Harvard Palestine Solidarity Groups released a statement signed by about 30 student organizations that read, “We, the undersigned student organizations, hold the Israeli regime entirely responsible for all unfolding violence.”
The statement by the Harvard Palestine Solidarity Groups was later deleted after student organizations began removing their signatures amid bipartisan backlash and some CEOs demanding the names of the students who signed it.
Sen. Tom Cotton, R. Ark., has urged the Department of Homeland Security to deport foreign nationals, including those on student visas, who have expressed support for Hamas.
“As CUNY staff and faculty, we applaud all those in our community who refuse to remain silent in the face of an impending genocide,” the statement from the CUNY staff and faculty reads. “We stand with them in opposition to Israeli occupation, apartheid, and war crimes, and in support of Palestinian liberation.
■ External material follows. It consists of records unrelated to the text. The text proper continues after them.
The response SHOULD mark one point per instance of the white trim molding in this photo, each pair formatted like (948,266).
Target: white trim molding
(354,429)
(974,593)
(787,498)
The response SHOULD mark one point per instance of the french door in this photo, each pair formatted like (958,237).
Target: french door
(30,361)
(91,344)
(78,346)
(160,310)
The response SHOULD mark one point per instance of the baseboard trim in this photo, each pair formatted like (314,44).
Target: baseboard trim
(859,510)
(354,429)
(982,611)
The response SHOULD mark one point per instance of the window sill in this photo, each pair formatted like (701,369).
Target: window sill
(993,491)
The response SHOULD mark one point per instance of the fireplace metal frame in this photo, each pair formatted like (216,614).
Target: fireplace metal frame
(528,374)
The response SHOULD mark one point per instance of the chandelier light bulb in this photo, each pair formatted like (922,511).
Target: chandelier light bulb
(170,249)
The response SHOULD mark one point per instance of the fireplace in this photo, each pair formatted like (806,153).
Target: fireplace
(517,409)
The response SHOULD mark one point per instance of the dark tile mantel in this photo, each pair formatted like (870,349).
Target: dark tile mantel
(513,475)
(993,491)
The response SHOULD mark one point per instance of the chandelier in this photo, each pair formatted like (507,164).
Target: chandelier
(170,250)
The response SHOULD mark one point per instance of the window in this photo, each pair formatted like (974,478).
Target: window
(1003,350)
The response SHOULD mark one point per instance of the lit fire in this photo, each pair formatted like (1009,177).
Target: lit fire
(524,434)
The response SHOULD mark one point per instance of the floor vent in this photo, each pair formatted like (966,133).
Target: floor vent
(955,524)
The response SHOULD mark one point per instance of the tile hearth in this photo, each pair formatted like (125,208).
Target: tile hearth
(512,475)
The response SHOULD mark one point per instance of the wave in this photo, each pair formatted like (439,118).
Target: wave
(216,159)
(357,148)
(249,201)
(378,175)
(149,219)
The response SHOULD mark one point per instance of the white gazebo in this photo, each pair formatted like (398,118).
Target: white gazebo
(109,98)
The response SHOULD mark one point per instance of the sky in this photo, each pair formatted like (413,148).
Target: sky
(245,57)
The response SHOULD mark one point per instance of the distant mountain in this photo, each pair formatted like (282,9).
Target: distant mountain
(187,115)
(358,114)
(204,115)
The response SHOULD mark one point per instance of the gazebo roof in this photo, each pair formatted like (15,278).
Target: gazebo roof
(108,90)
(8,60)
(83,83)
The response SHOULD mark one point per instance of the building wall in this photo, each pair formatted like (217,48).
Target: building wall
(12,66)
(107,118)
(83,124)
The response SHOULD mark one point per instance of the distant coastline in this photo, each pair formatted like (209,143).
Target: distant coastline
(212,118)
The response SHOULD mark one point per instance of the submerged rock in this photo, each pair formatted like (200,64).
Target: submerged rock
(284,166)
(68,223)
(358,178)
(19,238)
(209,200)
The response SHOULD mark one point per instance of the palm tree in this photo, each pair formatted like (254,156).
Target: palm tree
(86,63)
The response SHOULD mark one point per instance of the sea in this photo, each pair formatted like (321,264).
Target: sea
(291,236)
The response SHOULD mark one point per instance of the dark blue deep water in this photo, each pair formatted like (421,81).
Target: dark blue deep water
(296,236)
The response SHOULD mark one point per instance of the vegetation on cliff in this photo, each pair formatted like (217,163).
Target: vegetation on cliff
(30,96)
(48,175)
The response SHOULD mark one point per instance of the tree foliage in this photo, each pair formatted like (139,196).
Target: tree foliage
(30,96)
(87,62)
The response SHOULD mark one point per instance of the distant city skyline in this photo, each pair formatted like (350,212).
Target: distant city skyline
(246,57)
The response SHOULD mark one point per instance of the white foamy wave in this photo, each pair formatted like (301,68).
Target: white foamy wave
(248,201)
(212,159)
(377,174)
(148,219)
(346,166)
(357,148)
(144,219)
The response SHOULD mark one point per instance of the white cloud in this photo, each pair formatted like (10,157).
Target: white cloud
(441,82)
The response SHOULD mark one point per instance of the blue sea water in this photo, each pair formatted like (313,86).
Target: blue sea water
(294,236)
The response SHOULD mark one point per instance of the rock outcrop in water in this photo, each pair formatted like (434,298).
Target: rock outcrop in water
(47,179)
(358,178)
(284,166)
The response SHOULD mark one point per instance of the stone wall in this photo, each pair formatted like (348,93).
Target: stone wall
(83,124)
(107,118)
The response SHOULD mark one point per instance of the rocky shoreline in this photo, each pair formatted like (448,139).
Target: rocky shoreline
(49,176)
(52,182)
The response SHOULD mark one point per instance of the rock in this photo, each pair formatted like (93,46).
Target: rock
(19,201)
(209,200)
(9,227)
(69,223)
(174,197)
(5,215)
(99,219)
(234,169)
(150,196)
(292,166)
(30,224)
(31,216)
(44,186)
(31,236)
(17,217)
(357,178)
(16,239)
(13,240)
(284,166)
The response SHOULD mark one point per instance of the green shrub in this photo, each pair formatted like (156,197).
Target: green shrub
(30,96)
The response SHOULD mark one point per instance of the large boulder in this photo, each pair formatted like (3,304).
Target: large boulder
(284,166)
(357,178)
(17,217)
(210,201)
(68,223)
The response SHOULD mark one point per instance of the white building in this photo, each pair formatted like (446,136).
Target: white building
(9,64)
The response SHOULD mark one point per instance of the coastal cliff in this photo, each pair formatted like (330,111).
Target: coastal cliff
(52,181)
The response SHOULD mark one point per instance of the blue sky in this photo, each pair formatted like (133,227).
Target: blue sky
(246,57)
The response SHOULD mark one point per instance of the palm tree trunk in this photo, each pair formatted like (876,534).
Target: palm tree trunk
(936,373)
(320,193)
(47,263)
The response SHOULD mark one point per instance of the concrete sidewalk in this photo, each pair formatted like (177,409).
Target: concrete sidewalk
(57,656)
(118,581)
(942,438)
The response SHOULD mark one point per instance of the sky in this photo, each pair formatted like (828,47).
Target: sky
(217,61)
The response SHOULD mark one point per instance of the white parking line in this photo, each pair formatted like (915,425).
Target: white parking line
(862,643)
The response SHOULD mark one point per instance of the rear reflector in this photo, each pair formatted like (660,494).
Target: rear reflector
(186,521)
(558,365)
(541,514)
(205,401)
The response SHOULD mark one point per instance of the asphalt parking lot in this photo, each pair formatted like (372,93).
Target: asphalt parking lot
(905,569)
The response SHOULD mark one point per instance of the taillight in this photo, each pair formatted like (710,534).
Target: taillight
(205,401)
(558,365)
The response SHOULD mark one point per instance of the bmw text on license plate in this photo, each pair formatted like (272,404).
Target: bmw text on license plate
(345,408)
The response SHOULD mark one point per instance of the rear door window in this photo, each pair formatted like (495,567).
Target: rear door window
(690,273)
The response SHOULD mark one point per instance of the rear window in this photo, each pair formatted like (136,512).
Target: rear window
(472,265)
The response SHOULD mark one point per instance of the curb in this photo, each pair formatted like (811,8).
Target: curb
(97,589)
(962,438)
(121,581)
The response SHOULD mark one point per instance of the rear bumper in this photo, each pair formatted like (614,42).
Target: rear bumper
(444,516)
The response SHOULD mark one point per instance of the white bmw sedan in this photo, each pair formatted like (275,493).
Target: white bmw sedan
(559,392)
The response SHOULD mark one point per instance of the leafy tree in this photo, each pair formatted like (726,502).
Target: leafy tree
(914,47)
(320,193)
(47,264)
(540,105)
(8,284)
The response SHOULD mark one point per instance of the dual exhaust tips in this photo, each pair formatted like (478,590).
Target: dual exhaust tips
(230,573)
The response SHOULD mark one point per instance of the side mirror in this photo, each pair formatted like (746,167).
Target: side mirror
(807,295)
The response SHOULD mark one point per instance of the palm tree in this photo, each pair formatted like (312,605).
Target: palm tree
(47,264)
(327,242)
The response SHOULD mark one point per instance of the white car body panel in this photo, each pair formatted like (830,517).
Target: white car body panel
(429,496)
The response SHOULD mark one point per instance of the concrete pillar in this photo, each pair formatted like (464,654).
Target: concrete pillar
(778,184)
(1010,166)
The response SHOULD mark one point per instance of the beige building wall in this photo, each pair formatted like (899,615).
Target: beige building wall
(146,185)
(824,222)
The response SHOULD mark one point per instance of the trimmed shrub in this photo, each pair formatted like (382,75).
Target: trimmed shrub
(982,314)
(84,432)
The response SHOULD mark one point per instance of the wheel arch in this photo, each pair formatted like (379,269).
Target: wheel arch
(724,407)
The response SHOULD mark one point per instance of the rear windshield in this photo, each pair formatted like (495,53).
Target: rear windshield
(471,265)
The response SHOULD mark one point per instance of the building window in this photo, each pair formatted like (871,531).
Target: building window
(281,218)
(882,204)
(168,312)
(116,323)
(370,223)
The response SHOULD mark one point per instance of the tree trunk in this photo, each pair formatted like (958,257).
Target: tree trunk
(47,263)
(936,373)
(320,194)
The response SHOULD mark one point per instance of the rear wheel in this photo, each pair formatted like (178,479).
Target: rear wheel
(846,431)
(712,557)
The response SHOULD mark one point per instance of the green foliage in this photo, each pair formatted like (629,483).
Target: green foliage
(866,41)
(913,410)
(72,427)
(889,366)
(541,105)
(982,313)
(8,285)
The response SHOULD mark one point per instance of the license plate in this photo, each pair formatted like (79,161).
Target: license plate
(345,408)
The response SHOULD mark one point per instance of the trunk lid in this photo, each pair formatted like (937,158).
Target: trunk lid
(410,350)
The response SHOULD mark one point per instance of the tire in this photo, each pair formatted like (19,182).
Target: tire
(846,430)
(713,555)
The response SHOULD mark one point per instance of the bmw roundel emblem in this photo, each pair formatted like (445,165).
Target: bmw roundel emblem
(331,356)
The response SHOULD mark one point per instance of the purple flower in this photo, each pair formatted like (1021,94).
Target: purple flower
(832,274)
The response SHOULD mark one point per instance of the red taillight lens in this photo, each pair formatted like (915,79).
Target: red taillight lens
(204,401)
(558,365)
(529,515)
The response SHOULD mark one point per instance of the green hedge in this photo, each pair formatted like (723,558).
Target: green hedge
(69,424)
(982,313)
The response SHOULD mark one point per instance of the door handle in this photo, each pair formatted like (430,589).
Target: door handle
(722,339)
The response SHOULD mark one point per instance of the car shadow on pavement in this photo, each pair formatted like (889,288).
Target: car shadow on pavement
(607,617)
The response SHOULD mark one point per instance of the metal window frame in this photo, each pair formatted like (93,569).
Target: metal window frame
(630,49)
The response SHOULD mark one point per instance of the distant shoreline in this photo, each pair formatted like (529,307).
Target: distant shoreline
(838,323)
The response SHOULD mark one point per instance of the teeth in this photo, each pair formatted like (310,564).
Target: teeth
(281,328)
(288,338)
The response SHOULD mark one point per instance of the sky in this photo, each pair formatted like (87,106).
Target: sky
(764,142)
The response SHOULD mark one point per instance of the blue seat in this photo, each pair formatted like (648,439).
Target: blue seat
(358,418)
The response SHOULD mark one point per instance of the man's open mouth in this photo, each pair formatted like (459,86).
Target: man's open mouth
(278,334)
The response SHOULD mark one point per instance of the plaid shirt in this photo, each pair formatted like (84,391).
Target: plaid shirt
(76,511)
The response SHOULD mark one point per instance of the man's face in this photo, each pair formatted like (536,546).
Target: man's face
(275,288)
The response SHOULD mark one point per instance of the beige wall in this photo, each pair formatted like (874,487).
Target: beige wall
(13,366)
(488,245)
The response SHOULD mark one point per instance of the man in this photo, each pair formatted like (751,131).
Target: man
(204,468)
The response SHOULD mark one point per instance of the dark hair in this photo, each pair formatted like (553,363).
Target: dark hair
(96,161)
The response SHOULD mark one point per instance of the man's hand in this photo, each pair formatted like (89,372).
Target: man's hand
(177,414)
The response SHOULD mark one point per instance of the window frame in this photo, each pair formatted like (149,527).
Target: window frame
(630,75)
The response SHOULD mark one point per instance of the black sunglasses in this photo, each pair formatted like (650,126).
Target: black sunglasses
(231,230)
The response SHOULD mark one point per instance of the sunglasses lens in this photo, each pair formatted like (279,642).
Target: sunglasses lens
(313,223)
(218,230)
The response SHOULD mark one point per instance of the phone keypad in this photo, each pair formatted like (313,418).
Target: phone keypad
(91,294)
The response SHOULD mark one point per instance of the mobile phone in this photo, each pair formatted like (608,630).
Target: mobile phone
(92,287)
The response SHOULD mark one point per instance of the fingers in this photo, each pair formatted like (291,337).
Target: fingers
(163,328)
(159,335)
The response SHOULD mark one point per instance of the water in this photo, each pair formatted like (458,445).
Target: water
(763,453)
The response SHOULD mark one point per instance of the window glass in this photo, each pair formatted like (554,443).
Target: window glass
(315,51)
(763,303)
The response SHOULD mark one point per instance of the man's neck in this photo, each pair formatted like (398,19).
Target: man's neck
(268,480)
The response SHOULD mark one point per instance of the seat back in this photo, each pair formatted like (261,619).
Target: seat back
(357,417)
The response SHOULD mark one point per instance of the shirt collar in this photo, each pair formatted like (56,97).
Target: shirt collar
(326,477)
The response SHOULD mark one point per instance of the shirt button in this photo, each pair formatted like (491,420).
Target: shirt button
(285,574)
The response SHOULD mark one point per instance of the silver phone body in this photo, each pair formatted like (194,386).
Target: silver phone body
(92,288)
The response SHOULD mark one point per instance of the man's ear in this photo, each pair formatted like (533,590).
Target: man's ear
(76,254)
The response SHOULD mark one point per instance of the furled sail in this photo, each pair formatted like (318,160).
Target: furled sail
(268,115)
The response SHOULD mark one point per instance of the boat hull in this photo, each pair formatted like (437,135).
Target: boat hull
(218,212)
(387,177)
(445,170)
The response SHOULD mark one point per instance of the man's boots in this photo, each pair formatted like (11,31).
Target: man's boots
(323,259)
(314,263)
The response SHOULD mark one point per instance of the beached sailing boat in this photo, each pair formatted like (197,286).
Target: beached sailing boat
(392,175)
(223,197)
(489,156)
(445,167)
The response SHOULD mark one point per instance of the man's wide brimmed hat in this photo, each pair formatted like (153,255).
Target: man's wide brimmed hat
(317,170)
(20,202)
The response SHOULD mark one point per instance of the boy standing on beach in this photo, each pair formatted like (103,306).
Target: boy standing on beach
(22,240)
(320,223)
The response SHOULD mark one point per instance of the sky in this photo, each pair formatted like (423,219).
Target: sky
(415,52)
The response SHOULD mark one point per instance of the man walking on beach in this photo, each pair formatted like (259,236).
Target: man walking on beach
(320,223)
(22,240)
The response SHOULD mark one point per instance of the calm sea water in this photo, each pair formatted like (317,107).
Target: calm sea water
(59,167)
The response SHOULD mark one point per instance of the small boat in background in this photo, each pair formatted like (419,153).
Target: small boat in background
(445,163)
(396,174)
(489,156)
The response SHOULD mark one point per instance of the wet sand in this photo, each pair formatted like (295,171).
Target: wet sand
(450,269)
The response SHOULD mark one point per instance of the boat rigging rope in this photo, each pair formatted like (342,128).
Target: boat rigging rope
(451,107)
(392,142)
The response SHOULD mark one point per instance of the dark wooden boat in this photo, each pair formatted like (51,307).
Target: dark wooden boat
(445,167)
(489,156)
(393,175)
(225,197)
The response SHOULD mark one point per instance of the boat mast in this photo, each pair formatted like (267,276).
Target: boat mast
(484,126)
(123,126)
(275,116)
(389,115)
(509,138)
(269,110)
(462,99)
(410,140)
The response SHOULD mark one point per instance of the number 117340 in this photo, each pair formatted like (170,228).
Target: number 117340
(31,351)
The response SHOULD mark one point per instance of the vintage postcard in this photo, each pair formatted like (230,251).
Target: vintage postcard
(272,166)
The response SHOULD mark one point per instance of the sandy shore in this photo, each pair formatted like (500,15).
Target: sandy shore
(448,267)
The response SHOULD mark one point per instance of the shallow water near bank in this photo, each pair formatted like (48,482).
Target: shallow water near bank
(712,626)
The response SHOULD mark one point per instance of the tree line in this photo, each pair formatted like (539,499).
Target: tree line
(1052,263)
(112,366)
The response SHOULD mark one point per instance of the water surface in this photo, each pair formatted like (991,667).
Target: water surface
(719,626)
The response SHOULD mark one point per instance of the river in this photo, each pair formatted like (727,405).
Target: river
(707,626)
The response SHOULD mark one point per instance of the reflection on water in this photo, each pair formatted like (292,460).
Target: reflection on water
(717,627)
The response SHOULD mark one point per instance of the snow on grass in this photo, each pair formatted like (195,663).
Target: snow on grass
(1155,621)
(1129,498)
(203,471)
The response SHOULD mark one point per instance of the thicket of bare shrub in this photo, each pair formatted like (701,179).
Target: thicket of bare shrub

We bear witness as CUNY administrators have caused students, staff, and faculty to be silenced, vilified and even criminalized when they speak or act in support of Palestinian struggles.”
“We pledge to stand up to CUNY management’s attempts to censor dissent,” the statement continues. “We demand that the Chancellor, campus presidents, and all those in leadership positions end the repression and intimidation of Palestine solidarity activists and fulfill our responsibility to equally protect the rights of all members of CUNY.”